Yes you will have redundancy, so no single point of hardware failure can wipe out your data, short of a major catastrophe. But you can still have an errant or malicious "hadoop fs -rm -rf" shut you down. If you still have the original source of your data somewhere else you may be able to recover, by reprocessing the data, but if this cluster is your single repository for all your data you may have a problem.
On 5/29/12 11:40 AM, "Michael Segel" <[EMAIL PROTECTED]> wrote:
That's not a back up strategy.
You could still have joe luser take out a key file or directory. What do you do then?

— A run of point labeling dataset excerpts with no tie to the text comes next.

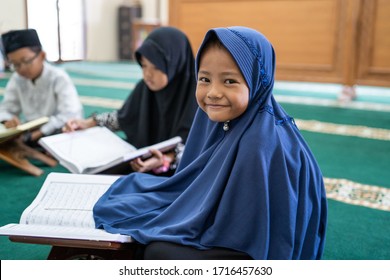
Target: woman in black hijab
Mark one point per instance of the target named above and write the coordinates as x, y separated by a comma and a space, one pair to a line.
156, 110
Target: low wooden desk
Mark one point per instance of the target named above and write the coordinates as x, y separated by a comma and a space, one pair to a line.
17, 153
73, 249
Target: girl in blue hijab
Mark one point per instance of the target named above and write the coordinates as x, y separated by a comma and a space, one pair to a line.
247, 186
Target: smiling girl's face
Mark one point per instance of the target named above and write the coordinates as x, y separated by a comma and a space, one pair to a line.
221, 90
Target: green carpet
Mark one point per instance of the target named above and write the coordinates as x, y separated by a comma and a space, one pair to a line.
357, 229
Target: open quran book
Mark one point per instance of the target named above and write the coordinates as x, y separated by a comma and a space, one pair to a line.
63, 209
96, 149
10, 133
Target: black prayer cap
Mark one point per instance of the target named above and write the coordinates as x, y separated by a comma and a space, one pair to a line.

On May 29, 2012, at 11:19 AM, Darrell Taylor wrote:
> We are about to build a 10 machine cluster with 40Tb of storage, obviously
> as this gets full actually trying to create an offsite backup becomes a
> problem unless we build another 10 machine cluster (too expensive right
> now). Not sure if it will help but we have planned the cabinet into an
> upper and lower half with separate redundant power, then we plan to put
> half of the cluster in the top, half in the bottom, effectively 2 racks, so
> in theory we could lose half the cluster and still have the copies of all
> the blocks with a replication factor of 3? Apart form the data centre
> burning down or some other disaster that would render the machines totally
> unrecoverable, is this approach good enough?
> I realise this is a very open question and everyone's circumstances are
> different, but I'm wondering what other peoples experiences/opinions are
> for backing up cluster data?